Cheat Sheet
Flake-parts offers a couple of ways to access the same thing. This gives you freedom to pick the most convenient syntax for a use case.
This page is for you to get a feel for what's what.
Get a locally defined package
Getting the locally defined hello package on/for an x86_64-linux host:
On the command line
nix build .#hello
In perSystem
config.packages.hello
self'.packages.hello
The self' parameter is derived from the flake self, which may benefit from evaluation caching in the future.
The config parameter is conceptually simpler and lets you access all options inside perSystem, including unexposed ones if you're into defining such options.
In the top level
Note
Anything you can do at the top level, you can do in
perSystemas well, although you may have to@match those module arguments.For example, change the top level function header to e.g.
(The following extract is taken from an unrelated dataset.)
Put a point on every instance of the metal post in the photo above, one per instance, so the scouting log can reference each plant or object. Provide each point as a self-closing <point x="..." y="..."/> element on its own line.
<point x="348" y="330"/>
toplevel@{ config, ... }: /*...*/so you can accesstoplevel.configdespite plainconfigbeing shadowed byperSystem = { config, ... }: /*...*/.
Examples:
(getSystem "x86_64-linux").packages.hello
withSystem "x86_64-linux" ({ config, ... }:
config.packages.hello
)
self.x86_64-linux.packages.hello
allSystems.x86_64-linux.packages.hello
allSystems may not be future proof if Nix starts to allow building for all systems. An opened up system is incompatible with enumerated systems as required by an attribute set.